In this chapter, the LORD reaffirms his appointment of Aaron and the house of Levi with a miracle.
This is a relatively short chapter. In it, we can see the LORD wishes to finally put an end to the rebellions against Moses and Aaron, and he chooses to perform a sign before the people to reaffirm and prove Aaron's election as high priest. Honestly, it baffles me why the Israelites have not been convinced by everything they have already seen. Virtually everything that happened in Exodus centered around Moses in some fashion, and he continues to work miracles in their midst, such as bringing water from the rock. Why they continue to rebel is difficult for me to understand. And then in this chapter, simply by sprouting a staff, the people suddenly go from wanting to kill Moses to panicking that the LORD will slay all of them for their indiscretion (vv. 12-13).
Given the many rebellions, I think this reaction is totally understandable, I just don't get why it happens here rather than much earlier. I think there are a couple answers. The most significant we have to keep in mind is the public visibility (or lack thereof) for each miracle. That is, we are being given a full record of events by Numbers, but this information might not have been available to the ancient Israelites of Moses's time. Any miracle that went unwitnessed by the Israelites might as well have not happened for them. However, there have been many "global" miracles that should have been observed by nearly everyone. The plagues of Egypt, crossing the Red Sea, the manna from heaven, the thunder and lightning on Mount Sinai, the cloud by day and fire by night: all of these things are observable for the entire nation, and I believe this is intentional.
The LORD is trying to establish a relationship with the whole nation just like he did with Abraham. From this viewpoint, it is necessary for the LORD to use larger miracles to reveal himself to all the people because only larger miracles would be visible to everyone in a large geographic locale. Even so, a tremendous volume of the past couple books have been recountings of "the LORD told Moses", followed by "and then Moses told the people", which contributes to this problem that most people are disconnected from their god, and these many rebellions are the result of that disconnection. Since nearly everything is being told to the people indirectly through Moses, it's possible they question Moses's truthfulness when he reports his own promotion to leader and president of the entire nation. The miracles might be real miracles, but the only people saying "Moses is the leader" is Moses and his lieutenants. Also, don't forget the continual undercurrent of tribal politics: I'm sure many tribes are not happy to have a Levite, Moses, ruling over them and appointing other Levites into key religious positions.

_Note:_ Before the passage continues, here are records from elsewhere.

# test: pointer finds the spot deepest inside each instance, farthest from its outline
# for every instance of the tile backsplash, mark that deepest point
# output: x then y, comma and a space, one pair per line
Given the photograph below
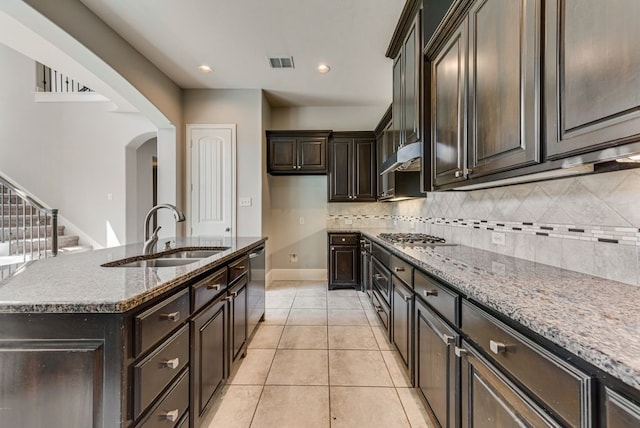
589, 224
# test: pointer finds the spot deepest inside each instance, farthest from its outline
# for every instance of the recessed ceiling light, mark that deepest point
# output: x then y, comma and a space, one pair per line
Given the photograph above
323, 68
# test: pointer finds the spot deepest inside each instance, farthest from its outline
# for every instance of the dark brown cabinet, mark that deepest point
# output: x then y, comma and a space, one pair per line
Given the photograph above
436, 365
504, 85
344, 260
297, 152
210, 362
485, 92
592, 75
489, 399
448, 108
352, 167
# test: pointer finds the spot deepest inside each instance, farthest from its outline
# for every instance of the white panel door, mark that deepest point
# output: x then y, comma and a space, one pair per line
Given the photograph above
212, 179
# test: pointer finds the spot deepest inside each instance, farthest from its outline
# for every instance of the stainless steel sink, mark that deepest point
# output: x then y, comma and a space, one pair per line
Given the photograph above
163, 262
193, 254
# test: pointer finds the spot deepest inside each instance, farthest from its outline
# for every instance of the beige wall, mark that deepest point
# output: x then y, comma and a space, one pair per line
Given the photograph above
242, 107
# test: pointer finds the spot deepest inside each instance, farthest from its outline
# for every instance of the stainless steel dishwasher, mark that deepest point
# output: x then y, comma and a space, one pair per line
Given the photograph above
256, 288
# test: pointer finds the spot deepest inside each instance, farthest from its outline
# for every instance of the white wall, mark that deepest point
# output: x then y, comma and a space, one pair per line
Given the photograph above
242, 107
69, 155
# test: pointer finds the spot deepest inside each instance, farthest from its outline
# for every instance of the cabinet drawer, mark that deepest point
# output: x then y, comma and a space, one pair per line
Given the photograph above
381, 309
381, 254
562, 387
344, 239
437, 296
206, 290
402, 270
158, 321
154, 373
173, 405
238, 268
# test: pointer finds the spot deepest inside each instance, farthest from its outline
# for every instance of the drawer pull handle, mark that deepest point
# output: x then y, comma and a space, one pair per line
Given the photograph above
172, 363
498, 347
173, 316
171, 415
460, 352
449, 340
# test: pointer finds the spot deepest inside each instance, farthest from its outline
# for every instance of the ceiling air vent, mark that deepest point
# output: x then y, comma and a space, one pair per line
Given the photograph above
281, 62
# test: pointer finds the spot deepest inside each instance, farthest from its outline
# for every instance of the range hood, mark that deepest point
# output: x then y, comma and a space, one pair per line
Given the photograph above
407, 158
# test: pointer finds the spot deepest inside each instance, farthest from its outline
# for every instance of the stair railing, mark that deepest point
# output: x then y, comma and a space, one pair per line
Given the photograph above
26, 235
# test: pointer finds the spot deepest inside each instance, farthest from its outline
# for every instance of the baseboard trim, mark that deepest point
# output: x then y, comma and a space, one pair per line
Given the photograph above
297, 275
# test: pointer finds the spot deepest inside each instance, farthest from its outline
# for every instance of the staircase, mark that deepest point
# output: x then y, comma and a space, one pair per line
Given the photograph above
29, 230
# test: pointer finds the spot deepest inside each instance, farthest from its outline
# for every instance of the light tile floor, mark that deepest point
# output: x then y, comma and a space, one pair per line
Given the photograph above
320, 359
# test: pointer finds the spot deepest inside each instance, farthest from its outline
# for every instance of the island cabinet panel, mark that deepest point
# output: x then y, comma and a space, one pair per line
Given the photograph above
56, 383
619, 412
592, 75
503, 85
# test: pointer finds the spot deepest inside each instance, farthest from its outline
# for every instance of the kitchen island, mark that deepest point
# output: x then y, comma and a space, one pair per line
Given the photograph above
539, 325
86, 345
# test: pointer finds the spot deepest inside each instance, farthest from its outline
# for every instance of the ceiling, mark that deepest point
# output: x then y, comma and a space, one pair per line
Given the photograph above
235, 37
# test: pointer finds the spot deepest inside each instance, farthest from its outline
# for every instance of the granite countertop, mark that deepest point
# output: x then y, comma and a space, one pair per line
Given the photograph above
77, 283
594, 318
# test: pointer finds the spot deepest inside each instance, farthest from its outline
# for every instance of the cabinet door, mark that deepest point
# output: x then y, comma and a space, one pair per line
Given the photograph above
411, 80
209, 366
592, 75
282, 154
396, 106
448, 107
503, 85
364, 171
340, 170
401, 312
312, 155
489, 399
343, 266
619, 412
238, 317
436, 365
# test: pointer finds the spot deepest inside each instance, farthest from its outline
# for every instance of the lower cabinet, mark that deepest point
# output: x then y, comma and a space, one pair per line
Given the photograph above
344, 260
437, 369
489, 399
238, 299
402, 315
209, 360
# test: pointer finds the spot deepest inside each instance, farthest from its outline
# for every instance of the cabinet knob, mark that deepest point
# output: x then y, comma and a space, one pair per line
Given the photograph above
171, 415
498, 347
173, 316
172, 363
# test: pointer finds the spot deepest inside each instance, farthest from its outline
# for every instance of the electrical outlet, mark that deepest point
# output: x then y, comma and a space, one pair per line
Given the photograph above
498, 238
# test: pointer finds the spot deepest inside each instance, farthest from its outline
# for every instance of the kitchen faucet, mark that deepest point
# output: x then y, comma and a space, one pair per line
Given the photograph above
150, 241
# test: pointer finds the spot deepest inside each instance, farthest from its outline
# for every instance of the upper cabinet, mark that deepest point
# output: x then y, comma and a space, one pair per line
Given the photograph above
406, 51
297, 152
485, 92
592, 75
352, 167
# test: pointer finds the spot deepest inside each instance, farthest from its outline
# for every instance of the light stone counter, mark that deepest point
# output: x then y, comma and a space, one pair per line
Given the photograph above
594, 318
77, 283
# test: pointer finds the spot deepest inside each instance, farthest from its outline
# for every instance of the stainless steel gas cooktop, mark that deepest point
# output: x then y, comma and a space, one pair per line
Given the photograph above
413, 239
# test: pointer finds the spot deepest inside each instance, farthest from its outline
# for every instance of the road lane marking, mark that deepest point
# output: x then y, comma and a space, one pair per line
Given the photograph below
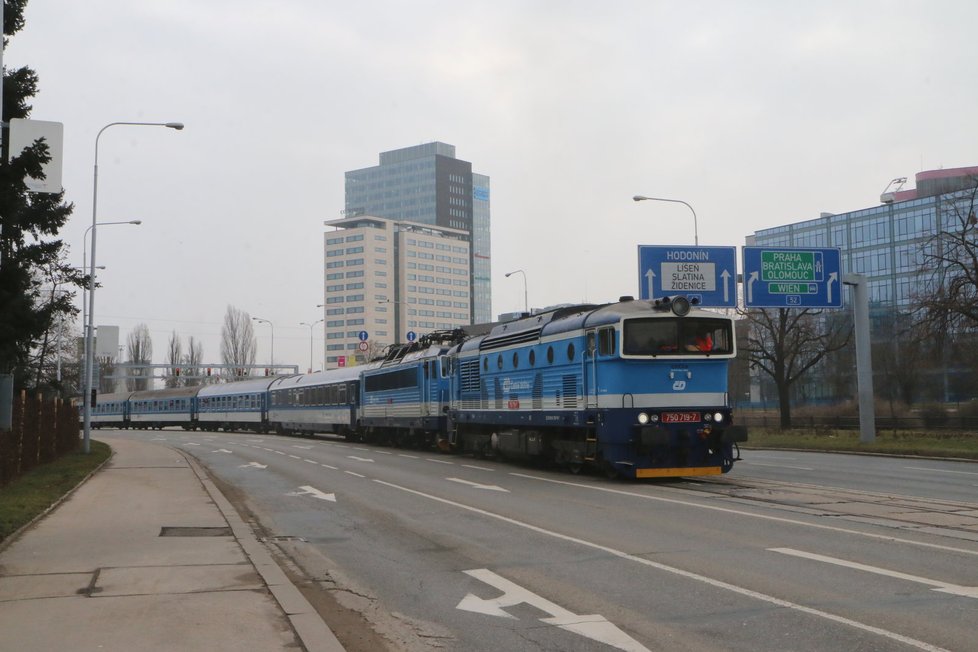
306, 490
921, 468
720, 584
943, 587
779, 466
594, 627
476, 485
763, 517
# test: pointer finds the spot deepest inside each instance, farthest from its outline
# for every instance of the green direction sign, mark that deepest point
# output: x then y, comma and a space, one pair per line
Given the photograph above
782, 266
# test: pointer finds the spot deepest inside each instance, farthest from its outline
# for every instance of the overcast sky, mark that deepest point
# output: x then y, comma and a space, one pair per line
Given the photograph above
756, 113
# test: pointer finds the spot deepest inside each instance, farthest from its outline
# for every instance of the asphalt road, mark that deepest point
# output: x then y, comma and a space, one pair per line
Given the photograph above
790, 551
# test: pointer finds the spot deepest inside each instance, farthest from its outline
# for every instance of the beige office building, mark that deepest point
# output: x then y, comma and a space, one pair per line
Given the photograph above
391, 281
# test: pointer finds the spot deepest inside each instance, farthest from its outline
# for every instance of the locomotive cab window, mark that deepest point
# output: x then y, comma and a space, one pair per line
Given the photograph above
677, 336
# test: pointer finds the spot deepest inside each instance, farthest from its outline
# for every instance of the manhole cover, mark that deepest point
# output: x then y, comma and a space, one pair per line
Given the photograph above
178, 531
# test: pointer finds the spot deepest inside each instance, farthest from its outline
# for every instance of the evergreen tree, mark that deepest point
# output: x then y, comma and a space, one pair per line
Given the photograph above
30, 254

The next point is that, while the people might have observed many miracles, it is possible they questioned whether those miracles affirmed Moses and Aaron as leaders of the people. I'm skeptical of this considering Moses's triumphal prominence over everything related to the LORD and the tabernacle, which strongly implies that the LORD favors Moses, but we should still keep in mind that this is really the first miracle that specifically and undeniably refers to Aaron and Levi.
The last point I will bring up is the potential weight of accumulated miracles. Maybe crossing through the Red Sea wasn't convincing enough, but now that they have a sprouted staff and some almonds, that is enough evidence for them to finally submit to Aaron's authority as priest.

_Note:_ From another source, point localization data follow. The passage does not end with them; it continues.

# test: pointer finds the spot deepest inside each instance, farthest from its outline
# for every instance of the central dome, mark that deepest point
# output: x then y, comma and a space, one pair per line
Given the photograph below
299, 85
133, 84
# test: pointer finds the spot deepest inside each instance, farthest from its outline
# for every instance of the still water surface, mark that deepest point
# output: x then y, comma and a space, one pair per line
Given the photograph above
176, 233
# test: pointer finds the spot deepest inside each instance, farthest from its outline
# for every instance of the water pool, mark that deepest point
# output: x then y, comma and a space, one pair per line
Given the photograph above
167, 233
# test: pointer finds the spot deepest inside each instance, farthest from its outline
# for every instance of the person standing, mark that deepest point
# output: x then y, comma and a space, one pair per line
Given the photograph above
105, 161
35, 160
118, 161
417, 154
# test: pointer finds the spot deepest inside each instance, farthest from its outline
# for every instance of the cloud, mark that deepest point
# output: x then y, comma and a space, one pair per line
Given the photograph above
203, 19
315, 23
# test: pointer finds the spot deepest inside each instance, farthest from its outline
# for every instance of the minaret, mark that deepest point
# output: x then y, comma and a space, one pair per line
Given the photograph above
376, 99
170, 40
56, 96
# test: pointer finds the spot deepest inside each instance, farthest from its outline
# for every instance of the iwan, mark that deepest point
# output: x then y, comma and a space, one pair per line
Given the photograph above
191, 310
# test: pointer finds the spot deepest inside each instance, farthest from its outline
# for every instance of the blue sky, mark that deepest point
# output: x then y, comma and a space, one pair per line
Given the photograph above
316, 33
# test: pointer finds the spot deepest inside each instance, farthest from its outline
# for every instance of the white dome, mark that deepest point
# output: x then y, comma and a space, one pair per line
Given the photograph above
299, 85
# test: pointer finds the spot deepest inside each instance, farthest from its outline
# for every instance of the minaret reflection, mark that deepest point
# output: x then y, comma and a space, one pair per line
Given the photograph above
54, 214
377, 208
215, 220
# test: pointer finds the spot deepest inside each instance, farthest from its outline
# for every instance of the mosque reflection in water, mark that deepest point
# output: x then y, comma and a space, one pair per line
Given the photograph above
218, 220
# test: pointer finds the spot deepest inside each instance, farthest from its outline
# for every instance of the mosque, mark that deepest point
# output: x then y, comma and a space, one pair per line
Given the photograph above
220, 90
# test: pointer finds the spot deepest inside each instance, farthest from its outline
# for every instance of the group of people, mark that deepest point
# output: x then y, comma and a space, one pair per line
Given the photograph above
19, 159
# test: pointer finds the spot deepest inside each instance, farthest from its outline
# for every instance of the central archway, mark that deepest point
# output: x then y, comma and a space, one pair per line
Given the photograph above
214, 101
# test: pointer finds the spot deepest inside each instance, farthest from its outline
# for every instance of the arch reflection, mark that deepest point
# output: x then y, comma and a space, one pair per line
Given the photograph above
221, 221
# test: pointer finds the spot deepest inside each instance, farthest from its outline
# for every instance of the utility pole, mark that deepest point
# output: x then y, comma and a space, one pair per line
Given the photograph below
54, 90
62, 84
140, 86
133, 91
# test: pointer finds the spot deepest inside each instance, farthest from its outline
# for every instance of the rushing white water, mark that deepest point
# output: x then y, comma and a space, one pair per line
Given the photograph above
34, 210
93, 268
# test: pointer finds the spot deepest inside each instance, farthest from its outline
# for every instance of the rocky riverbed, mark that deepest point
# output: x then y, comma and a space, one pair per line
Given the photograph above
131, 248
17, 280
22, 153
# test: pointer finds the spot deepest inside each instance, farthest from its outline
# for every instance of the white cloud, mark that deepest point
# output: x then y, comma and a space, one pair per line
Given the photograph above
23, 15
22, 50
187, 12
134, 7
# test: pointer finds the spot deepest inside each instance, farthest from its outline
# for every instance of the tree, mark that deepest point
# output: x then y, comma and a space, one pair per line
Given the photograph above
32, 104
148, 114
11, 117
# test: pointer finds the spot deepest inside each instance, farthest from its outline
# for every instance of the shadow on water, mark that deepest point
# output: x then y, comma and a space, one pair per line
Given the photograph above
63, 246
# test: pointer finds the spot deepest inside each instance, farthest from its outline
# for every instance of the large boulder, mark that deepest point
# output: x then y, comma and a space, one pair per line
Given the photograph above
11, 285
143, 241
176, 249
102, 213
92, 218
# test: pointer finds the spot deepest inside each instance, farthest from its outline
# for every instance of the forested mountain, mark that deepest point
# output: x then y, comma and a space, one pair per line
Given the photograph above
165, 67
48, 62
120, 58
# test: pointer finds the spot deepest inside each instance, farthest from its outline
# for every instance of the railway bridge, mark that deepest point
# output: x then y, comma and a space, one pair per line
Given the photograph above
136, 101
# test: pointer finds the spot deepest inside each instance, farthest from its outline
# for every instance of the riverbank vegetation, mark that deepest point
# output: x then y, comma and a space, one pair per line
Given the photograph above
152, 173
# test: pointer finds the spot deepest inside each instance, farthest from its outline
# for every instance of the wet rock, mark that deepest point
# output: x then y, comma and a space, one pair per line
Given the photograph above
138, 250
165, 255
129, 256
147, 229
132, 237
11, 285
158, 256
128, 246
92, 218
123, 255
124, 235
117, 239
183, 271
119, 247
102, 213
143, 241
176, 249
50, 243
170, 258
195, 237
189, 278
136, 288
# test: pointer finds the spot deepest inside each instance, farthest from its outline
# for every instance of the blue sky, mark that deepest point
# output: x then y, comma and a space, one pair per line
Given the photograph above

And the Israelites' response is actually pretty funny. They must really be freaking out, since these two verses contain three different words for death: "gava", meaning to breathe out (your last) or expire, "abad", meaning to wander away, to be lost or perish, and "muth", meaning to die, to kill, to be destroyed. I would have expected something like this to show up during the plague for instance, when many thousands of people actually died. Only now do the people seem to expect that they will die, and this amuses me.
And that's the end of the story. After this we move back to a priestly legal section. While the story continues in chapter 20, this chapter concludes the current story arc, the rebellion arc. After this, the people generally stop challenging Moses's leadership, which suggests that they are truly afraid of the LORD killing them, and hence change their behavior for the better. Not to say that they stop sinning, but at least they stop questioning Moses and Aaron.